Homogeneity is unsustainable except in isolation. If I wanted to hang out only with people who saw the world just like I do, then I’d have to give up my dream of being a part of a functional community that could legitimately claim the name of Jesus Christ, who invites all kinds to come and empowers all kinds for the work. A homogeneous community can only grow by working to eliminate contrary perspectives, or by fracturing repeatedly. Of course there are ways that communities align naturally along certain lines, and a community that gathers around the life and leading of Jesus will necessarily come to be aligned in many ways, and choose certain important boundary lines.
But the way that people gather around Jesus has always been unique in the world: the idea is that we people are like parts of a body … hands, legs, ears, eyes, and we become powerful and functional only when we come together – like the way my hands are so much more useful connected to my eyes and feet, to pick a couple helpful others. Our place in the Body of Christ, is as parts which cannot survive alone and which are not very productive when in isolation.

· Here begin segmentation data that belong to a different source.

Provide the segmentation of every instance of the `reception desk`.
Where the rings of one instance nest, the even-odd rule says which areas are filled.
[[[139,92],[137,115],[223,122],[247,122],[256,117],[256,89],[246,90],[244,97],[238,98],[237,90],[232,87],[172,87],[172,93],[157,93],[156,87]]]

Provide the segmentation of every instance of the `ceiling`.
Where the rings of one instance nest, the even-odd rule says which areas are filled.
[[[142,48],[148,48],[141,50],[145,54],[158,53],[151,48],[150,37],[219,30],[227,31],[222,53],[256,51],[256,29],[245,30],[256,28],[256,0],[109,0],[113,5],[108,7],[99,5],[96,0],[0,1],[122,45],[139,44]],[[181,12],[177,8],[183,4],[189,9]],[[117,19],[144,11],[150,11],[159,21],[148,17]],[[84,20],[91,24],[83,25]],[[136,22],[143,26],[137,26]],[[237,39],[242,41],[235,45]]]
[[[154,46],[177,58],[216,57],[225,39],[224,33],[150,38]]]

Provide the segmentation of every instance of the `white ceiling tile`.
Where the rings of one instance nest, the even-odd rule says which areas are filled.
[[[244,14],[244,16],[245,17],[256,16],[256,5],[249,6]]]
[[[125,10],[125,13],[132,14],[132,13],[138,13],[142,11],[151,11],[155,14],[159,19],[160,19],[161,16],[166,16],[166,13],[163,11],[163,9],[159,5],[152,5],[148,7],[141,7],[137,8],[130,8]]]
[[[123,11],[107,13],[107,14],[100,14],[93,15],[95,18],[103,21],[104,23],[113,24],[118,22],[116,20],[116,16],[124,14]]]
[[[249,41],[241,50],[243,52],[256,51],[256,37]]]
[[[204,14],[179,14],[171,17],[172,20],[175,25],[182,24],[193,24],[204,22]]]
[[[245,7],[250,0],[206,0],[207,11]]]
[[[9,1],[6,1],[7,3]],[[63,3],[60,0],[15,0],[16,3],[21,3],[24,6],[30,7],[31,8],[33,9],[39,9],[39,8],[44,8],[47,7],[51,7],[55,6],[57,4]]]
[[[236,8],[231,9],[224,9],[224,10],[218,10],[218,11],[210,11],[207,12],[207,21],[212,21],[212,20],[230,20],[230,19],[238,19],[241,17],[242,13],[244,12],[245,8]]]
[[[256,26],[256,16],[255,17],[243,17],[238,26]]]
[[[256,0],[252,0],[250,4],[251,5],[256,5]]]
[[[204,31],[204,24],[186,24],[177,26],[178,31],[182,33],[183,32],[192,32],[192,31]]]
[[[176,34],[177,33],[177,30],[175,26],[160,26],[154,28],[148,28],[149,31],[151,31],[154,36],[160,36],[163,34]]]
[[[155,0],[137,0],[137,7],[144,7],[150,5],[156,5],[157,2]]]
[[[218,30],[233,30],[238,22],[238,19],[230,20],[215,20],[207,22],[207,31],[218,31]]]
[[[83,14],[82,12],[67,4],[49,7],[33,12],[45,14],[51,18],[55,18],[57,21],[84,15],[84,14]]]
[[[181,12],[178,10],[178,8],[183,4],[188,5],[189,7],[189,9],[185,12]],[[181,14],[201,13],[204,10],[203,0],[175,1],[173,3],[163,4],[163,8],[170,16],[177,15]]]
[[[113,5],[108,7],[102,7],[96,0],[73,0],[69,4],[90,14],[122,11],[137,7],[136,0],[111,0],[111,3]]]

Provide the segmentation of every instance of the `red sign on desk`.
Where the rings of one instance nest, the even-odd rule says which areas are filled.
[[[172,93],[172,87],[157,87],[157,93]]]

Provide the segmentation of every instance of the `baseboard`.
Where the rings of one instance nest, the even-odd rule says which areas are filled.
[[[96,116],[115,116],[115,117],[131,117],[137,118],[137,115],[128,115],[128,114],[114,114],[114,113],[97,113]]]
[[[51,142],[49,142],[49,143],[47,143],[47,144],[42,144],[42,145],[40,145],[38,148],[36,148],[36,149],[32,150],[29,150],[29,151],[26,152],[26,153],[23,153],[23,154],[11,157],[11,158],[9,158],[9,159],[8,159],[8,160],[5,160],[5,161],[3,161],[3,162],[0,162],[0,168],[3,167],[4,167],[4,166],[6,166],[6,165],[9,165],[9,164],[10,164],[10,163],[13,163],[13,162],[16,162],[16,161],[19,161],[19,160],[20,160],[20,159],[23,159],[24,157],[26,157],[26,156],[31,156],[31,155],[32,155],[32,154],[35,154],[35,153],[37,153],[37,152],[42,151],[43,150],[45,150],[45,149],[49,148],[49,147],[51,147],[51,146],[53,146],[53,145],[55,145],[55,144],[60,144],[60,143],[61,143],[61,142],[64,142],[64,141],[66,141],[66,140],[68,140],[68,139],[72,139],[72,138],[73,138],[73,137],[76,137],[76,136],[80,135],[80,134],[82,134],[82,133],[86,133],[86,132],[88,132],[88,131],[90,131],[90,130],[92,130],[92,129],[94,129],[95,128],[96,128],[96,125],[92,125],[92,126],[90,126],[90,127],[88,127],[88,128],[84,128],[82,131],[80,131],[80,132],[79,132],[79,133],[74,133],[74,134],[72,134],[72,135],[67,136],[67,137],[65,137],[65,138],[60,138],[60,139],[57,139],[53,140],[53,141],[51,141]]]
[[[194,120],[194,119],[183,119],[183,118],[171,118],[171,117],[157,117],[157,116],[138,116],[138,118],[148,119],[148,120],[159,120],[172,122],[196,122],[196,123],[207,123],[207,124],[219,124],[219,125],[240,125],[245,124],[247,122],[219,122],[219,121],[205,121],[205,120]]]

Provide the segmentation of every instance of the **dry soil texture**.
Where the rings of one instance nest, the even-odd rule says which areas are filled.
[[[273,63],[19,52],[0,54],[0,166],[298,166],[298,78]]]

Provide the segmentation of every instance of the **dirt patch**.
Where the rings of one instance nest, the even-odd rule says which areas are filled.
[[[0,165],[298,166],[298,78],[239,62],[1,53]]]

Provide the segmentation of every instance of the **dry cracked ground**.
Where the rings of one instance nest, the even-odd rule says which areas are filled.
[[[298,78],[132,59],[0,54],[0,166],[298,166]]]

In this spiritual body, Jesus holds the honor of being the head and as such is the source from which we take life and leading. But while we have this relationship to the head in common, it’s good that we all have really different ways of engaging the world and different purposes in the body. This may seem a simple truth, but in fact it’s very difficult in practice. What holds the dipsarate parts together? Further, what gets them to work together? How do we learn to accept that people with whom we live might have an entirely different way of seeing and speaking into the world? Instead of seeing different as complimentary, we see it as a rebuke against what we are, and we fight.

I’m counting on the fact that the head has the key to alignment, and I can be somewhat ignorant of how it all works together. I figure one thing I can do is regard the other people in my community with the honor due to someone who is learning how to be loved and led by God. This is part of my current three-way attentiveness model (which I just realized I have): attentiveness to the head, attentive to others-in-my-community, and attentiveness to the surrounding world. Each of these could describe any healthy part of my physical body, and also my whole self, inasmuch as I am a part of the body of Christ.
In recent years I have come to appreciate (and depend on) the complimentary and sometimes contrasting perspectives of friends. If it weren’t for them I’d be more cozy in my perspective but less functional in the world. I am both wary of and excited about the twin facts that as the number of people in my community grows, there will be more complexity and, along with that, there will be more functionality.